I've got a few years to go yet, but I intend on DS coming to my school. It's the school I would want to send him to anyway, and fortunately DS is guaranteed a place with the added benefit of not having to pay fees. We have multiple classes in each year level though, so I will never have to teach him. As a single parent, it's going to mean a lot less juggling for me when he starts school. I'd say go for it.

Arisbottle Thu 01-Aug-13 13:13:48

I teach secondary , two of my children and my stepson have attended my school, one was excluded which made life slightly difficult and we ended up on a managed move. The second child has had no problems and the third is coming up this September.

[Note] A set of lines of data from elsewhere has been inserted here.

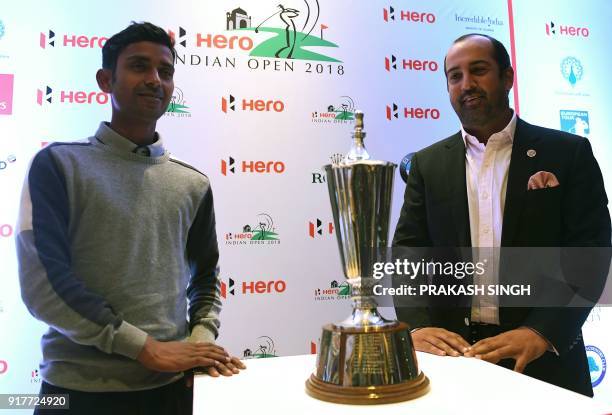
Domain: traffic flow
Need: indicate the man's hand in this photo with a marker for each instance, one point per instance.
(180, 356)
(232, 367)
(523, 345)
(439, 341)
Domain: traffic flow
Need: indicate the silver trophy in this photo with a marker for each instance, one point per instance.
(365, 359)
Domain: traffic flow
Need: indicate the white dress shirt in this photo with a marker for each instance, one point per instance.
(486, 176)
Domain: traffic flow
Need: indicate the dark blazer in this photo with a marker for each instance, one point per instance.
(435, 214)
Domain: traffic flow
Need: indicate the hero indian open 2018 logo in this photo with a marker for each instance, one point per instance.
(276, 38)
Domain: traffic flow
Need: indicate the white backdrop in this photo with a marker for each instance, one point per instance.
(366, 55)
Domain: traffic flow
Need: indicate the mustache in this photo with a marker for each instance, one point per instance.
(148, 91)
(472, 92)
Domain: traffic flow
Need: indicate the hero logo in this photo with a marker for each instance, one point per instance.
(71, 41)
(229, 104)
(410, 64)
(316, 228)
(181, 39)
(563, 30)
(412, 112)
(6, 231)
(9, 160)
(408, 16)
(71, 97)
(253, 287)
(212, 41)
(229, 166)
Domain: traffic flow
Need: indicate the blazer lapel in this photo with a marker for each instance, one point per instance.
(521, 167)
(457, 189)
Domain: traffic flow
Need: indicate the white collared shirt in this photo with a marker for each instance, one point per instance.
(486, 176)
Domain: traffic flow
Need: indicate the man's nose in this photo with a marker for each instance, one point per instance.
(153, 78)
(467, 82)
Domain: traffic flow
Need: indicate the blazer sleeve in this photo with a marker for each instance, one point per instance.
(585, 224)
(412, 231)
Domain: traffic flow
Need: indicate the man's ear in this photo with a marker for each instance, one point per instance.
(104, 78)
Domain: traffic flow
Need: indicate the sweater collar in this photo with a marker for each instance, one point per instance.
(107, 136)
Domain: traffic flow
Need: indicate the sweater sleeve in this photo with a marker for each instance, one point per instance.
(50, 289)
(203, 290)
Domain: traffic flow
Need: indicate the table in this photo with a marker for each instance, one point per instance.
(458, 386)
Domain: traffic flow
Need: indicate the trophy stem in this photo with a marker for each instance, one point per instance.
(365, 312)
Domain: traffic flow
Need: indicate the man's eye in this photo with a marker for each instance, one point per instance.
(166, 73)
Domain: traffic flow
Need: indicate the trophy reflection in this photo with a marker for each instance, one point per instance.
(365, 359)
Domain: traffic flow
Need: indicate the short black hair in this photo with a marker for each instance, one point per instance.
(136, 32)
(500, 54)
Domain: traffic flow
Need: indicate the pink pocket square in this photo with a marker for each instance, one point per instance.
(541, 180)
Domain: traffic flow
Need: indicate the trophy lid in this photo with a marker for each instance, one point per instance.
(358, 153)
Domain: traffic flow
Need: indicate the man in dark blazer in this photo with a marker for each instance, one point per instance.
(501, 182)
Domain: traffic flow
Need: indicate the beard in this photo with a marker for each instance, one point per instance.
(488, 109)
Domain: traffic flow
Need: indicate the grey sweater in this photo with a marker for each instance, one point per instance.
(112, 245)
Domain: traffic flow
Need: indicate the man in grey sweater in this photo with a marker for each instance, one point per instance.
(117, 246)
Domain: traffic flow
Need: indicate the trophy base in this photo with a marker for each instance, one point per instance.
(367, 395)
(367, 365)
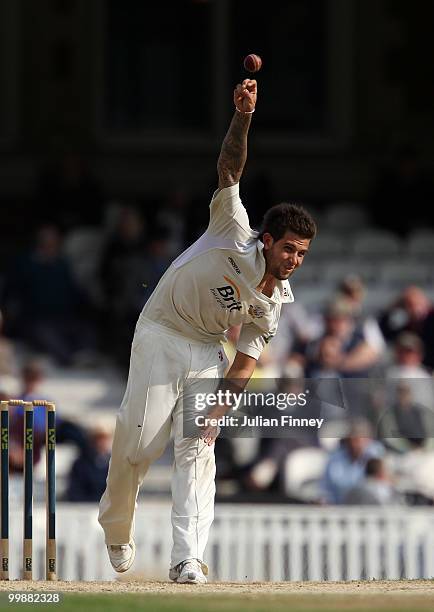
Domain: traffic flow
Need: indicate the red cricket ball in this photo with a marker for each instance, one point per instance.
(252, 63)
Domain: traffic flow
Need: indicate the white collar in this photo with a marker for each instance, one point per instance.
(286, 295)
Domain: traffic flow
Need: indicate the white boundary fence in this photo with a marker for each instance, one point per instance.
(248, 542)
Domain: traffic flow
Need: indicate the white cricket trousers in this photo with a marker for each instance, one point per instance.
(164, 368)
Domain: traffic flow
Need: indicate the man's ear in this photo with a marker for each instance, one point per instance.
(268, 241)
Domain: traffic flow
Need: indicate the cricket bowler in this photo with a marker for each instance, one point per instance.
(231, 275)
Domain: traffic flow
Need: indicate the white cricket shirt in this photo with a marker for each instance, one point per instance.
(211, 286)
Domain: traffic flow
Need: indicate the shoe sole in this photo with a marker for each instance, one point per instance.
(122, 569)
(196, 580)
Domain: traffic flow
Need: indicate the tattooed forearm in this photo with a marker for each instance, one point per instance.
(233, 153)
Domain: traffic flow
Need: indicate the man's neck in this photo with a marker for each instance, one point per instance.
(267, 284)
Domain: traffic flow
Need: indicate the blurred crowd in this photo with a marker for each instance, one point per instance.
(73, 296)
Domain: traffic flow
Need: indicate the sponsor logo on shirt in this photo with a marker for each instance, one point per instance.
(228, 296)
(256, 311)
(234, 265)
(286, 292)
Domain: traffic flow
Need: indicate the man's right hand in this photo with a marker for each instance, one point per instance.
(245, 95)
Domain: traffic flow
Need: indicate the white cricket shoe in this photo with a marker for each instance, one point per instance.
(121, 555)
(189, 571)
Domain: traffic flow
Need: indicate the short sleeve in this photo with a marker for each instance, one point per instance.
(251, 341)
(228, 217)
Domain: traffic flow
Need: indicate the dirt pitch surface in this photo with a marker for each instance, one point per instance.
(420, 588)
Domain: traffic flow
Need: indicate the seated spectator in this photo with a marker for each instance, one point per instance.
(375, 489)
(352, 291)
(405, 421)
(408, 356)
(354, 355)
(412, 312)
(87, 479)
(33, 377)
(50, 310)
(414, 474)
(346, 466)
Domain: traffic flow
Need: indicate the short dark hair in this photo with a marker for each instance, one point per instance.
(373, 466)
(287, 217)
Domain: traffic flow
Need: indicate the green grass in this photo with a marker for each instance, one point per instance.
(81, 602)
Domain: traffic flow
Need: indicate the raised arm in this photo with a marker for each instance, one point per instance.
(233, 153)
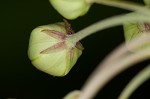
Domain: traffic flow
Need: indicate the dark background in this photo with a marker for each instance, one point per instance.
(21, 80)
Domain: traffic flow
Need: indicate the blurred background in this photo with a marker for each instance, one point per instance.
(19, 79)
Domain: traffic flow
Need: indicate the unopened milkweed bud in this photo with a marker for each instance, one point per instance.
(49, 49)
(71, 9)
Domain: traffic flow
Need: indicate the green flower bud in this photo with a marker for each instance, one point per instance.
(71, 9)
(134, 30)
(50, 51)
(147, 2)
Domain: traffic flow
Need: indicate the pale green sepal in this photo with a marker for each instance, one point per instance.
(57, 62)
(71, 9)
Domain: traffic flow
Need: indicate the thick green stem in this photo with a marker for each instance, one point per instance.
(106, 23)
(106, 71)
(140, 78)
(124, 5)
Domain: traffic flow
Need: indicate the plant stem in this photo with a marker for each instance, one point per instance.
(106, 71)
(106, 23)
(140, 78)
(125, 5)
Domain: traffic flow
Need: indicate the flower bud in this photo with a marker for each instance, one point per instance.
(134, 30)
(49, 50)
(71, 9)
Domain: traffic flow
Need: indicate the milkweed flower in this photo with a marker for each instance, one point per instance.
(147, 2)
(50, 51)
(71, 9)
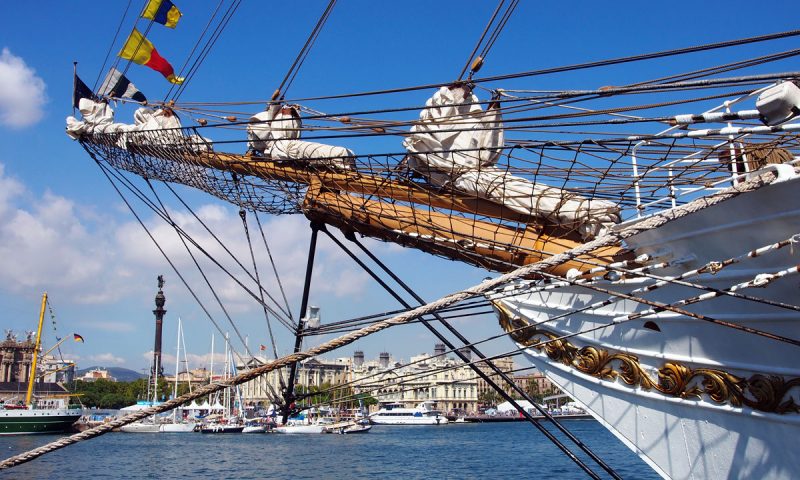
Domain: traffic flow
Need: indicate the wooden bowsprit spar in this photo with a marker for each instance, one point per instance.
(443, 222)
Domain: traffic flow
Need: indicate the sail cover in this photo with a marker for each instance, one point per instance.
(456, 144)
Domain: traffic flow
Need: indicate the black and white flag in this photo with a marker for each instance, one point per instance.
(116, 85)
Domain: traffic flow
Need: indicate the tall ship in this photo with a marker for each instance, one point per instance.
(40, 412)
(645, 233)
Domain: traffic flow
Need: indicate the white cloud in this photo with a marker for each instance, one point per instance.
(106, 359)
(22, 93)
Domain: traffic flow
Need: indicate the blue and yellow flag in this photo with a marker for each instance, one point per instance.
(162, 11)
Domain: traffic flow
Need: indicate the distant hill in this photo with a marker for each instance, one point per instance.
(121, 374)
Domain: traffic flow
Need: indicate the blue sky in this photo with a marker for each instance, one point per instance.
(63, 228)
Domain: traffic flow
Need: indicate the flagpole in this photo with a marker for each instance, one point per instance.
(74, 84)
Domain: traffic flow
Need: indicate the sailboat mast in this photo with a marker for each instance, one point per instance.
(211, 371)
(32, 373)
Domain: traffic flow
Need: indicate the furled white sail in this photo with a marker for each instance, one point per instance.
(275, 132)
(456, 144)
(151, 127)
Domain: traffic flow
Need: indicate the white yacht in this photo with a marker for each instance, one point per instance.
(424, 413)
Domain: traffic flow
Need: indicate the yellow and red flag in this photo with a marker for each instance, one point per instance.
(139, 50)
(162, 11)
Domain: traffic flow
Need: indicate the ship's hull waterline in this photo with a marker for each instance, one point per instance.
(26, 421)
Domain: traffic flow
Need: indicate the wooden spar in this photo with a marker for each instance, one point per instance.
(353, 181)
(488, 245)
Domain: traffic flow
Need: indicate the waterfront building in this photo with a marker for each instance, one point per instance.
(486, 393)
(536, 385)
(445, 380)
(16, 357)
(97, 374)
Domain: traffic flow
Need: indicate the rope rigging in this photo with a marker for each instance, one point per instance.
(487, 286)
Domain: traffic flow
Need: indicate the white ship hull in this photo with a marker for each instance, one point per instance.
(692, 398)
(177, 427)
(139, 427)
(380, 420)
(300, 429)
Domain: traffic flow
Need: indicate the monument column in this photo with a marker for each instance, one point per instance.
(159, 313)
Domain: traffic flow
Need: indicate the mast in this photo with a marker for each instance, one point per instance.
(32, 373)
(211, 371)
(159, 313)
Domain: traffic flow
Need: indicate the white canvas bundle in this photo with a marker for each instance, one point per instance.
(275, 132)
(453, 120)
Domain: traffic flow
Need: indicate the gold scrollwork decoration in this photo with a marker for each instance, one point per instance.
(766, 393)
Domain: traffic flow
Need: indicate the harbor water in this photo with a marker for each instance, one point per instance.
(499, 450)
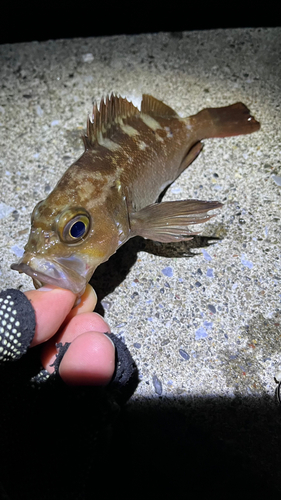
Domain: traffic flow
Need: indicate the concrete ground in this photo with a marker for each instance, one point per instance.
(201, 319)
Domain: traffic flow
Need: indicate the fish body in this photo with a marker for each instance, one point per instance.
(110, 193)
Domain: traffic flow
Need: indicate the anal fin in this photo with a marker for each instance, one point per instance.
(168, 221)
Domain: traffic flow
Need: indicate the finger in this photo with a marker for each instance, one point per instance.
(85, 322)
(86, 303)
(89, 360)
(51, 306)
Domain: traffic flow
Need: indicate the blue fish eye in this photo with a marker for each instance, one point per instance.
(72, 227)
(78, 229)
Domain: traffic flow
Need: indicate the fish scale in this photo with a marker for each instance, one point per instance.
(110, 193)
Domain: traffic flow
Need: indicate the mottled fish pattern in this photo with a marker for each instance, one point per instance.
(110, 193)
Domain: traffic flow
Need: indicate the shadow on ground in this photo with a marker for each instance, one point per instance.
(71, 443)
(110, 274)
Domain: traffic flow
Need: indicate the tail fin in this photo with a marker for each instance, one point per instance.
(224, 122)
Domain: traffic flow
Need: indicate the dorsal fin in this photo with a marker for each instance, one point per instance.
(154, 107)
(111, 111)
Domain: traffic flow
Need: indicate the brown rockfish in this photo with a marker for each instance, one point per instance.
(110, 193)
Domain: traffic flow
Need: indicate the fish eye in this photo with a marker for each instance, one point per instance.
(73, 225)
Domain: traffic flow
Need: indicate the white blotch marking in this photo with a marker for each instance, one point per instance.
(150, 122)
(131, 131)
(108, 144)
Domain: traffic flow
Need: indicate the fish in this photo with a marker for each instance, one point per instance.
(112, 192)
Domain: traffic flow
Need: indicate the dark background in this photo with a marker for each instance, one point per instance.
(30, 20)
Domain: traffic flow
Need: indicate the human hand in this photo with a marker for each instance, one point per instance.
(90, 359)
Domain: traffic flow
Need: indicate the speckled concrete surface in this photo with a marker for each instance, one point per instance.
(202, 319)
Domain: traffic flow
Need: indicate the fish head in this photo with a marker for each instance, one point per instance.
(71, 234)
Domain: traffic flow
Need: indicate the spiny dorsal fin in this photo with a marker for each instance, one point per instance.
(154, 107)
(111, 111)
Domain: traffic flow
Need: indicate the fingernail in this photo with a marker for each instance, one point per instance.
(45, 289)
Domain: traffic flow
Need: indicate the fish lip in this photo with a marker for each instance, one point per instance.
(66, 278)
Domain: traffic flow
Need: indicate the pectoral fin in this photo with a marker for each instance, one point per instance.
(168, 221)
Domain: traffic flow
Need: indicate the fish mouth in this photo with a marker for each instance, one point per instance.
(66, 272)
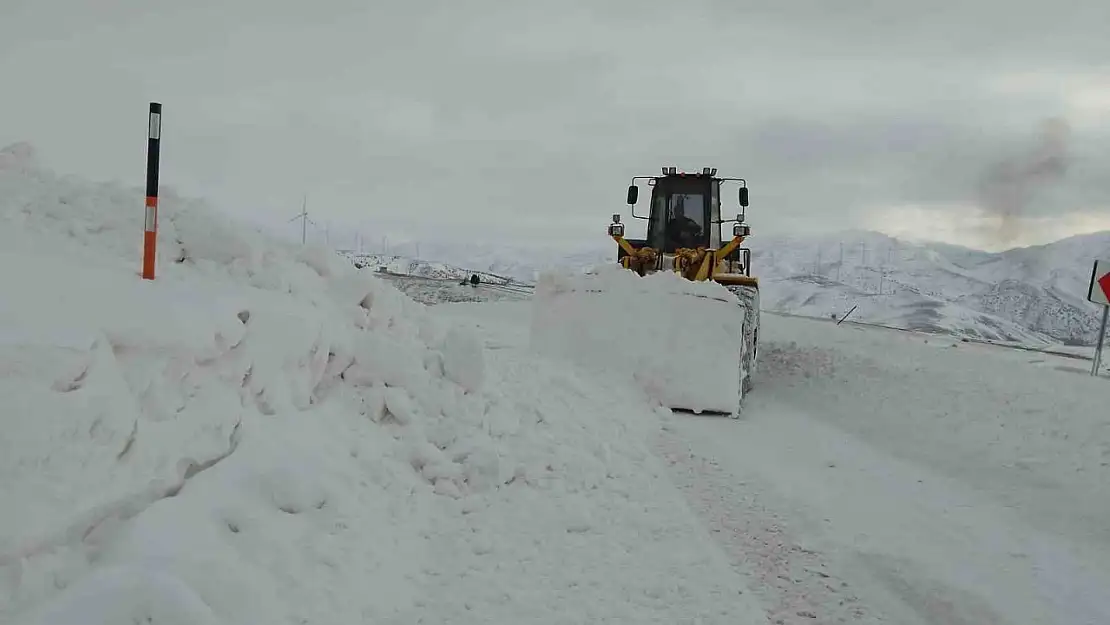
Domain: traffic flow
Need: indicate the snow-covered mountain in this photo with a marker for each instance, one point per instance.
(1015, 294)
(1029, 294)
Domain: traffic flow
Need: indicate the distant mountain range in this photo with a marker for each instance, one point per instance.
(1032, 295)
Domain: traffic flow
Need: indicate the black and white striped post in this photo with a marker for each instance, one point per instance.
(150, 227)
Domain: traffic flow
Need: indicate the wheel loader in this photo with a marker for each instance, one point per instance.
(678, 311)
(684, 235)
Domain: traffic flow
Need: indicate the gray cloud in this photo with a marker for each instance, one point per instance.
(491, 119)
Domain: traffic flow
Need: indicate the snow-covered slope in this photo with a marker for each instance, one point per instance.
(1031, 294)
(417, 268)
(265, 434)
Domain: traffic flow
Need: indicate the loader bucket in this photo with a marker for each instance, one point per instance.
(680, 341)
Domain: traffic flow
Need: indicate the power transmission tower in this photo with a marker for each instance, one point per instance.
(304, 219)
(840, 263)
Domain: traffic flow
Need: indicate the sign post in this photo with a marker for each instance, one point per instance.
(1099, 292)
(150, 224)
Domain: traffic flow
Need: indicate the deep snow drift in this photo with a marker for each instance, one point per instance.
(266, 435)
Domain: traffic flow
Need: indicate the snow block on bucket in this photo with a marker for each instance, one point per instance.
(680, 341)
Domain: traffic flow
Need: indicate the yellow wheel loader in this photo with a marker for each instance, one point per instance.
(684, 316)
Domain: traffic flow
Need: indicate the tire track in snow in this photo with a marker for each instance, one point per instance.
(793, 581)
(122, 508)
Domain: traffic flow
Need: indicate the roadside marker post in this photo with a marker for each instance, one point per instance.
(150, 224)
(1099, 293)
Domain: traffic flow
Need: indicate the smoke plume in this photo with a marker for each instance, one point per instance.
(1007, 188)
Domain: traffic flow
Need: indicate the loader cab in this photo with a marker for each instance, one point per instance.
(685, 212)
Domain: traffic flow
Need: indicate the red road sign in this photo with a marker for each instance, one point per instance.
(1099, 291)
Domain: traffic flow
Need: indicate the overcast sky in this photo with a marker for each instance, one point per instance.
(526, 119)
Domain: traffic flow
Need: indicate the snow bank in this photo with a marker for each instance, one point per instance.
(264, 434)
(682, 341)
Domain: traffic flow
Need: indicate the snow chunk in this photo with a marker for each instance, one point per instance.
(462, 359)
(679, 340)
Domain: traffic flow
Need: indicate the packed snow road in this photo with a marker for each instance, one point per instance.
(880, 476)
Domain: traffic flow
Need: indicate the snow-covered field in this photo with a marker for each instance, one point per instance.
(884, 476)
(265, 434)
(1035, 295)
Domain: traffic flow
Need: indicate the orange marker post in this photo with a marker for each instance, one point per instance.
(150, 227)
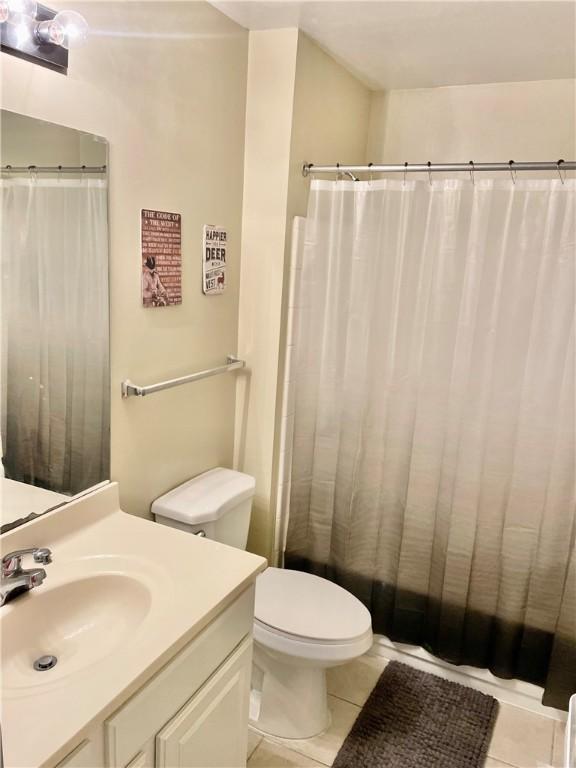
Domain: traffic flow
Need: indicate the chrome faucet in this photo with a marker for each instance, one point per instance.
(15, 579)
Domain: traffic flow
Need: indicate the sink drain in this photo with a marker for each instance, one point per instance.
(44, 663)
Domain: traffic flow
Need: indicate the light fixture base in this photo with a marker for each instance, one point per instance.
(31, 48)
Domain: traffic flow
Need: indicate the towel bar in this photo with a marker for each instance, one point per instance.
(129, 389)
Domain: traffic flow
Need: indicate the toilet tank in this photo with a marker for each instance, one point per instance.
(216, 504)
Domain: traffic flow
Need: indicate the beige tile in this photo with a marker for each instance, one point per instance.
(353, 682)
(254, 739)
(324, 748)
(270, 755)
(558, 744)
(522, 738)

I have not yet taught any of them, but they have attended clubs or revision classes I have run and the teaching side of it has never been an issue.

I have has to learn to be careful discussing work at home and assuming they are responsible enough to keep things confidential.

bibbetybobbityboo Thu 01-Aug-13 13:54:19

Thanks everyone, feeling quite positive about it now. WineO please do let me know smile

silhouette Thu 01-Aug-13 21:40:29

Interesting thread - looking at it from another point of view - in a small school with several teachers' children, it can be difficult having children in school ALL the time - ie. hanging around during every meeting, in earshot of every bit of small talk, and their parents forgetting that their children are not members of staff & should not be privy to their conversations......... I think that the children also need a break from school and their parents - no other job has children in tow!!

thegreylady Thu 01-Aug-13 22:36:20

I taught my ds in a class at secondary school and it was fine. He was reasonably good at my subject and kept a low profile. He wasn't teased at all. My dd was in the school but not in my class. She was picked on by one girl and "teacher's kid" was a problem but she had good friends and lots of support. She dealt with it herself. I probably wouldn't choose to do it at that level but primary would be fine.